For some time I have tried to build multivariate models based on WishartBartlett or LKJ priors, first in PyMC3 and more recently in PyMC5, and it has never really worked. It is always so slow that it is in practice completely unrealistic.

The only decent results I got were from marginalising the covariance matrix, therefore writing some StudentT-based custom distribution. Then it is very unstable and quite a bit more expensive than uncorrelated models, but at least doable.

I only tried on a small local machine with 96 cores. But a priori I shouldn’t have to use my Tier-0 supercomputing budget for such a simple problem. So I am wondering whether I missed something.

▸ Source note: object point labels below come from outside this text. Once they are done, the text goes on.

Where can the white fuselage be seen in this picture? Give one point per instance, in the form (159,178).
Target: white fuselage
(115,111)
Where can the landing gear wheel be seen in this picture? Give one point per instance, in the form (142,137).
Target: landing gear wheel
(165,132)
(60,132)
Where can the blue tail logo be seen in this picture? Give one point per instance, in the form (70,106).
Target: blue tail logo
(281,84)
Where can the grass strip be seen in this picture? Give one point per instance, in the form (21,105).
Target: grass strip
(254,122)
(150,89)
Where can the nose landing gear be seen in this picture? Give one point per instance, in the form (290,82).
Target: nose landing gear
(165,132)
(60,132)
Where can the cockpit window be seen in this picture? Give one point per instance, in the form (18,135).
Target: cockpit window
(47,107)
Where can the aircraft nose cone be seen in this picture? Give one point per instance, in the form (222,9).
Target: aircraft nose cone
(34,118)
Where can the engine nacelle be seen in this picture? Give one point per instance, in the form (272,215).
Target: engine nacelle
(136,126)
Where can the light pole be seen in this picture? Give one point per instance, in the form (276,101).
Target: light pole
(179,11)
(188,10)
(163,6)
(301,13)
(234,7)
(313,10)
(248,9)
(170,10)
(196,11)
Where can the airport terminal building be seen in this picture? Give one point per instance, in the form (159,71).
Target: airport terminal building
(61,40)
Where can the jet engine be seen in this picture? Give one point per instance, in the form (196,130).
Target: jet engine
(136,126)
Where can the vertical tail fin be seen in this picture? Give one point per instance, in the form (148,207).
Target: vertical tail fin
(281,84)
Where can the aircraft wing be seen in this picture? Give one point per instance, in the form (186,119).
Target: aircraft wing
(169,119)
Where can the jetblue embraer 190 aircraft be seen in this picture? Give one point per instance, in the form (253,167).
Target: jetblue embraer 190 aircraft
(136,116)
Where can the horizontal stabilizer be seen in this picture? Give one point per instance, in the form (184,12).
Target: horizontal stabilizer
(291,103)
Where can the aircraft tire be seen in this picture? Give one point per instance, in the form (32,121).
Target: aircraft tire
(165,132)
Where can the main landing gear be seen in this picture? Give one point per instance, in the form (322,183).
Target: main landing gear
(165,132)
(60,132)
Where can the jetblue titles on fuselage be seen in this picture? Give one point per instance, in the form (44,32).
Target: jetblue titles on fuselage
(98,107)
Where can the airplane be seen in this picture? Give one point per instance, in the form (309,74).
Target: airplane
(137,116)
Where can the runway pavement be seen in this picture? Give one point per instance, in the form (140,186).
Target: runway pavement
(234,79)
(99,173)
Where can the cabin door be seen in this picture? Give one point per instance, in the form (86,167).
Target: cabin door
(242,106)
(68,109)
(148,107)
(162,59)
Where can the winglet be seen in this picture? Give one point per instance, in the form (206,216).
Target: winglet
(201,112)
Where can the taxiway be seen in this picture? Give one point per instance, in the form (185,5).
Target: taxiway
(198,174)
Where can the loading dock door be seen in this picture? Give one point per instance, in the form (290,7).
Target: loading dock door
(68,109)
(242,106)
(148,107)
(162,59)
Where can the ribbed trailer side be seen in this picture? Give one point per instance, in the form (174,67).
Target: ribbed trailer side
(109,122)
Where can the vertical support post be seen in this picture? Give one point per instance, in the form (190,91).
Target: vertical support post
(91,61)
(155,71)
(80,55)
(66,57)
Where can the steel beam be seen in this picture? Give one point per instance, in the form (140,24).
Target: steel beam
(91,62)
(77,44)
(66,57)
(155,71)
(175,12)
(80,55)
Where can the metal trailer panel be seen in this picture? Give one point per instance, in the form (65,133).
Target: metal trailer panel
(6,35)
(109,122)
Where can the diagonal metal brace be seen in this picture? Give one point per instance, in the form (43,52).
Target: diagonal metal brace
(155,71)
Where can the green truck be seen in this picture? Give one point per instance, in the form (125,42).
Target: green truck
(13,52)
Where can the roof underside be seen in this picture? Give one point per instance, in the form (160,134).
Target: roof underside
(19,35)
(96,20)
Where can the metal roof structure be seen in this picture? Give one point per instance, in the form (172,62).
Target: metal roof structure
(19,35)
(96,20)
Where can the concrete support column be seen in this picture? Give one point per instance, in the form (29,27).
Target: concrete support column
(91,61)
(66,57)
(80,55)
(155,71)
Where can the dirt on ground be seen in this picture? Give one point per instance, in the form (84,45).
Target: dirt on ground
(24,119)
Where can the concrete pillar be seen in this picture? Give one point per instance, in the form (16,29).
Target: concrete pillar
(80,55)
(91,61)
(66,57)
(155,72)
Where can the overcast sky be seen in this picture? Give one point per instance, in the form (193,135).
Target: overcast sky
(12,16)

Here I build some minimalist example, which I would have expected to run fine on any laptop:

Here my synthetic data:

```
ncfg = 1009
platlength = 3
true_cov = np.array([[.8, .3, .1],
[.3, .4, .1],
[.1, .1, .9]])
true_mu = np.array([0, 0, 0])
rng = np.random.RandomState(0)
Yplateau = rng.multivariate_normal(mean=true_mu,
cov=true_cov,
size=ncfg)
print(Yplateau.shape)
```

Now a simple marginalised model, if I am aiming for a determination of mu but only view cov as a nuisance parameter:

```
marginalised_model = pm.Model()
with marginalised_model:
mu = pm.Flat("mu",initval=Yplateau.mean(axis=0),shape=platlength)
nu = pm.Exponential("nu",lam=1.0/np.sqrt(ncfg))
nup = nu + ncfg
scalep = ncfg * np.eye(platlength)
Y_obs = pm.MvStudentT("Y_obs",mu=mu,Sigma=scalep/(nup-platlength+1),nu=nup-platlength+1,
observed=Yplateau)
```

This samples OK, in less than one minute:

Now if I try to do basically the same but with an explicit sampling of the covariance:

```
wbtrivial_model = pm.Model()
with wbtrivial_model:
mu = pm.Flat("mu",initval=Yplateau.mean(axis=0),shape=platlength)
nu = pm.Exponential("nu",lam=1.0/np.sqrt(ncfg))
S = np.eye(platlength)
cov = pm.WishartBartlett('chol_cov', S, nu, is_cholesky=False, return_cholesky=False,
initval=plateaunaivecov)
Y_obs = pm.MvNormal("Y_obs",mu=mu,cov=cov,
observed=Yplateau)
```

then the sampler runs for hours. Just to infer a 3x3 covariance matrix!

However in this case I can get the MAP quickly, but this is essentially just the sample covariance, so not very interesting.

Using LKJ priors is just as slow, but on top of that my MAP seems to make no sense (even with eta=1 the MAP covariance is much more diagonal than the sample covariance)

```
lkjtrivial_model = pm.Model()
with lkjtrivial_model:
mu = pm.Flat("mu",initval=Yplateau.mean(axis=0),shape=platlength)
sd_dist = pm.Exponential.dist(np.eye(platlength), size=platlength)
chol, corr, sigmas = pm.LKJCholeskyCov(
'chol_cov', eta=1.0, n=platlength, sd_dist=sd_dist
)
Y_obs = pm.MvNormal("Y_obs",mu=mu,chol=chol,
observed=Yplateau)
```

Is there a way to improve either the WB or the LKJ model in a way which would give me a result in a few minutes for this extremely simple synthetic data?

Or is it just that MvNormal likelihoods are always at least 100-1000x more expensive than Normal likelihood and I have to live with that?

In real life my models are of course more complicated: mu is built from a bunch of other random variables.

PS:

There’s some new-ish PyMC feature I hadn’t tried yet which is the possibility of using sample_blackjax_nuts() or sample_numpyro_nuts(). I just tried that on the minimalist example and that’s a game changer. I obtain decent results in a few seconds (despite a lot of divergences). So the conclusion should be never to use pm.sample() any more??

On my real-life data, Numpyro is still having a hard time, but I will keep exploring this direction.